Y, sin embargo, con la naturalidad de unas pocas palabras, dos Vicealmirantes lo habían sentenciado a muerte.
Y, antes de morir, tendría que meterse en problemas con Zuo Jing.
Se preguntó si a él le esperaría un día similar.
Pero no se atrevió a demostrarlo ni a hacer nada; solo podía reflexionar en silencio, para sus adentros.
El tiempo pasó volando.
Dos horas pasaron rápidamente.
Chen Ming y el jefe habían terminado de concretar el plan de transporte de materiales.
La única tarea pendiente era que Chen Ming entregara un Núcleo de Nivel Gamma a la colonia del jefe.
Llegado el momento, al usar el Núcleo Gamma para ayudar con el control, Chen Ming ni siquiera necesitaría ir en persona.
Por suerte, Chen Ming había traído consigo algunos Núcleos Gamma cuando huyó de la Flota del Ocaso, lo que facilitaba enormemente la tarea.
Tras despedirse del jefe,
Chen Ming se dirigió directamente a la oficina de administración.
La quinta planta de la oficina de administración es un hospital especializado, y allí se encontraba la habitación del Viejo Wu.
Al principio, cuando se enteró de que el Viejo Wu estaba hospitalizado, Chen Ming pensó que le había pasado algo; que le había alcanzado una bala perdida o la metralla antes de que pudiera terminar de crear la segunda servoarmadura.

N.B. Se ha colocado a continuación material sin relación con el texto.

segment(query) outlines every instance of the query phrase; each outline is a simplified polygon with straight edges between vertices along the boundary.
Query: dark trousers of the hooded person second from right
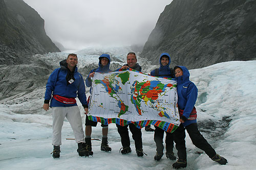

Pero cuando llegó, el médico le entregó el informe médico,
El médico había examinado a fondo al Viejo Wu y no había encontrado ningún problema importante, salvo daños en el hígado por consumo excesivo de alcohol.
Con la tecnología actual, tratar ese tipo de daño hepático por alcohol era sencillo, y los médicos ya le habían preparado la medicación al Viejo Wu.
Aun así, el Viejo Wu utilizó esto como excusa para quedarse ingresado en el hospital, sin ninguna gana de salir.
El médico le insinuó a Chen Ming en privado que el Viejo Wu estaba perfectamente bien y le instó a que se lo llevara pronto.
Chen Ming no supo qué decir y asintió vagamente antes de abrir la puerta de la habitación del Viejo Wu.
—Viejo Wu, ¿cómo estás?
El Viejo Wu, que estaba sentado en la cama del hospital viendo vídeos, se desplomó de inmediato, con aspecto de poder caer fulminado en cualquier momento.
Chen Ming ignoró su teatro y le dio una palmada en el hombro. De repente, un brazo de poder de esqueleto externo emergió del suyo propio y levantó al Viejo Wu.